Trusted by companies shaping the future of agents – including Klarna, Replit, Elastic, and more – LangGraph is a low-level orchestration framework for building, managing, and deploying long-running, stateful agents.
pip install -U langgraph
If you're looking to quickly build agents with LangChain's create_agent (built on LangGraph), check out the LangChain Agents documentation.
[!NOTE] Looking for the JS/TS library? Check out LangGraph.js and the JS docs.
Why use LangGraph?
LangGraph provides low-level supporting infrastructure for any long-running, stateful workflow or agent:
- Durable execution — Build agents that persist through failures and can run for extended periods, automatically resuming from exactly where they left off.
- Human-in-the-loop — Seamlessly incorporate human oversight by inspecting and modifying agent state at any point during execution.
- Comprehensive memory — Create truly stateful agents with both short-term working memory for ongoing reasoning and long-term persistent memory across sessions.
- Debugging with LangSmith — Gain deep visibility into complex agent behavior with visualization tools that trace execution paths, capture state transitions, and provide detailed runtime metrics.
- Production-ready deployment — Deploy sophisticated agent systems confidently with scalable infrastructure designed to handle the unique challenges of stateful, long-running workflows.
[!TIP] For developing, debugging, and deploying AI agents and LLM applications, see LangSmith.
LangGraph ecosystem
While LangGraph can be used standalone, it also integrates seamlessly with any LangChain product, giving developers a full suite of tools for building agents.
To improve your LLM application development, pair LangGraph with:
- Deep Agents (new!) – Build agents that can plan, use subagents, and leverage file systems for complex tasks.
- LangChain – Provides integrations and composable components to streamline LLM application development.

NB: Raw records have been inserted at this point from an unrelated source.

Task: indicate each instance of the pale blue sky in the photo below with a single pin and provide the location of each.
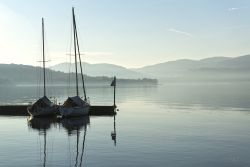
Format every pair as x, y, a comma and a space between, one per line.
131, 33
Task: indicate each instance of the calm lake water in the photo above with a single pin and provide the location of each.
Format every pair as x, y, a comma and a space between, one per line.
175, 125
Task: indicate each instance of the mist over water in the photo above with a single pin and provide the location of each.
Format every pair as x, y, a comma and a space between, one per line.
171, 124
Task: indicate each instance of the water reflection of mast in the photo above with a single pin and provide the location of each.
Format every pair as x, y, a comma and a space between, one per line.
83, 143
73, 126
113, 134
42, 125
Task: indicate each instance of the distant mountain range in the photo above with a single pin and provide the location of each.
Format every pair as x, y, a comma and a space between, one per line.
102, 69
209, 69
214, 65
205, 70
13, 74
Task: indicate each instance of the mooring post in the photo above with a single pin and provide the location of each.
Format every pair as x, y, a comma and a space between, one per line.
114, 90
113, 83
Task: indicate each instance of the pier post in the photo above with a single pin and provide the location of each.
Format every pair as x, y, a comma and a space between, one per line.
114, 85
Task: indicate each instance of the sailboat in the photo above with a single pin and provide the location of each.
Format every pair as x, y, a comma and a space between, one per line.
75, 106
43, 106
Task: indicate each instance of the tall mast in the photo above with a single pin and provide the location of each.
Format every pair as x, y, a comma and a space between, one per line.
79, 54
77, 91
44, 83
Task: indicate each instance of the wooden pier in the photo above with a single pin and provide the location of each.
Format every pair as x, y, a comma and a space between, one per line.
21, 110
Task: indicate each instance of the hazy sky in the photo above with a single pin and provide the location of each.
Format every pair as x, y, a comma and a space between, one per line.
131, 33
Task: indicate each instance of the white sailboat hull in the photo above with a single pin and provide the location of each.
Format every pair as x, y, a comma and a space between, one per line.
40, 112
74, 111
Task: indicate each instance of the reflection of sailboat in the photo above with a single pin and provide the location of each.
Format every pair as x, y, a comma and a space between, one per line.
43, 106
113, 133
73, 126
42, 125
75, 106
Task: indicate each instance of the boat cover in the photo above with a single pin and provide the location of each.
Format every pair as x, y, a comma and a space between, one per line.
74, 101
42, 102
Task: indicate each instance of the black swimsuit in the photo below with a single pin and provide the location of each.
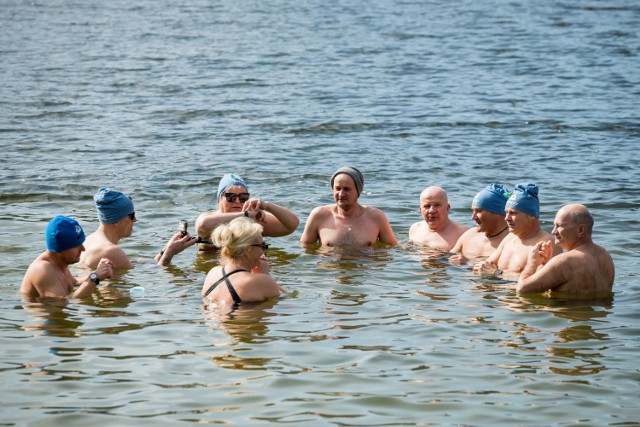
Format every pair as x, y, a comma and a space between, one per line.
232, 291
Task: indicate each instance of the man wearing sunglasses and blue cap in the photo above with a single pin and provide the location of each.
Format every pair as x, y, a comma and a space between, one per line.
234, 201
117, 216
49, 275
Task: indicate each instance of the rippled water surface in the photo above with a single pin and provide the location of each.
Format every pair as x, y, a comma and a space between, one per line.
158, 99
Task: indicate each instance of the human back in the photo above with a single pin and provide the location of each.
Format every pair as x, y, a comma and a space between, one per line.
243, 275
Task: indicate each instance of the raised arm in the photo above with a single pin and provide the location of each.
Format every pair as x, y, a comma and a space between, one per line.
176, 244
543, 270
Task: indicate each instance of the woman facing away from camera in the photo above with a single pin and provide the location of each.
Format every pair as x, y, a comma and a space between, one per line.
243, 275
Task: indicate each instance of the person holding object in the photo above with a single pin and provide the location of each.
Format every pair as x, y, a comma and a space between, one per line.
234, 201
584, 268
49, 275
487, 210
347, 222
117, 216
243, 275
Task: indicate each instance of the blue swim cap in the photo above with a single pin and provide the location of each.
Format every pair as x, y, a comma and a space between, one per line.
63, 233
525, 199
492, 198
112, 205
230, 180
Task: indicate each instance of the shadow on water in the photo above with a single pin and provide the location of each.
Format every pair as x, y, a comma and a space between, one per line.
247, 324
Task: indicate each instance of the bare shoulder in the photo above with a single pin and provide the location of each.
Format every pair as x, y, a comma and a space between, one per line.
321, 212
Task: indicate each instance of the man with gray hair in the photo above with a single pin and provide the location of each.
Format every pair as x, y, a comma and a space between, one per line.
347, 223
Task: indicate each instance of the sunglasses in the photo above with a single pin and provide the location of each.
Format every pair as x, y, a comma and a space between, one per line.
262, 245
231, 197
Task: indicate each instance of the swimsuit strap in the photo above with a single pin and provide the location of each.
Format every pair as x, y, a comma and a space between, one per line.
225, 277
232, 291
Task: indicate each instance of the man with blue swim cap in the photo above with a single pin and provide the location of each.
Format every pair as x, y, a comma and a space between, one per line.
522, 217
117, 215
487, 210
49, 275
347, 222
436, 230
234, 201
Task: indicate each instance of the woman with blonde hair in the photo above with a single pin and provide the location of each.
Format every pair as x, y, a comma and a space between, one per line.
242, 257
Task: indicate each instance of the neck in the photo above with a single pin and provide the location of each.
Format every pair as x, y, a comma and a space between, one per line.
351, 212
497, 233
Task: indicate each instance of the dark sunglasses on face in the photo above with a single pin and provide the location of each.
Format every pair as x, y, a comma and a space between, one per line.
231, 197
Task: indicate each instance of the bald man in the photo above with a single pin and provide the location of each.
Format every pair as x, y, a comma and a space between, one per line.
584, 268
437, 231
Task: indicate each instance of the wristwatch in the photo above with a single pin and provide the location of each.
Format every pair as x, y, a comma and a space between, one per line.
94, 278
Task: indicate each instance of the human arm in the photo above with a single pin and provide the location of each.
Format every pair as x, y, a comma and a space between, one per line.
458, 257
490, 265
385, 233
103, 270
544, 271
176, 244
280, 222
311, 228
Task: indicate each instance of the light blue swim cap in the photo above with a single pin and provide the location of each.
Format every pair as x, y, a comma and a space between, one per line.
63, 233
112, 205
230, 180
492, 198
525, 199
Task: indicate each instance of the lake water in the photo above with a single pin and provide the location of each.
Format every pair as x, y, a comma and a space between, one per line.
158, 99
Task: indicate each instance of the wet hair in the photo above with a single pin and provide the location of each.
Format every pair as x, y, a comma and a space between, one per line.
234, 237
583, 216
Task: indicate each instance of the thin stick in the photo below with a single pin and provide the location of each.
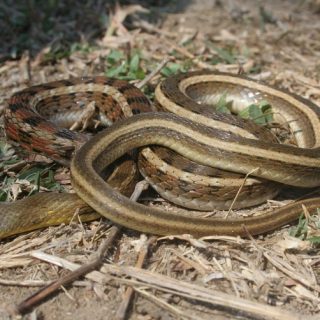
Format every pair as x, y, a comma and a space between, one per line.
129, 294
38, 297
189, 290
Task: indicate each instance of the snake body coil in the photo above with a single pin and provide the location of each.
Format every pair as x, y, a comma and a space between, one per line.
191, 129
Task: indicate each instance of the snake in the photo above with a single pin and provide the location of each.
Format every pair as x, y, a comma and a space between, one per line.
185, 123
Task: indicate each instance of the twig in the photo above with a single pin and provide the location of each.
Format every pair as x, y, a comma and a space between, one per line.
29, 303
239, 190
154, 72
129, 294
151, 279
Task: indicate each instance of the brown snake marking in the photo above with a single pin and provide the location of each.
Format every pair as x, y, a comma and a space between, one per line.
116, 99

- LangSmith – Helpful for agent evals and observability. Debug poor-performing LLM app runs, evaluate agent trajectories, gain visibility in production, and improve performance over time.
- LangSmith Deployment – Deploy and scale agents effortlessly with a purpose-built deployment platform for long-running, stateful workflows. Discover, reuse, configure, and share agents across teams – and iterate quickly with visual prototyping in LangSmith Studio.
Documentation
- docs.langchain.com – Comprehensive documentation, including conceptual overviews and guides
- reference.langchain.com/python/langgraph – API reference docs for LangGraph packages
- LangGraph Quickstart – Get started building with LangGraph
- Chat LangChain – Chat with the LangChain documentation and get answers to your questions
Discussions: Visit the LangChain Forum to connect with the community and share all of your technical questions, ideas, and feedback.
Additional resources
- Guides – Quick, actionable code snippets for topics such as streaming, adding memory & persistence, and design patterns (e.g. branching, subgraphs, etc.).
- LangChain Academy – Learn the basics of LangGraph in our free, structured course.
- Case studies – Hear how industry leaders use LangGraph to ship AI applications at scale.
- Contributing Guide – Learn how to contribute to LangChain projects and find good first issues.
- Code of Conduct – Our community guidelines and standards for participation.
Acknowledgements
LangGraph is inspired by Pregel and Apache Beam. The public interface draws inspiration from NetworkX. LangGraph is built by LangChain Inc, the creators of LangChain, but can be used without LangChain.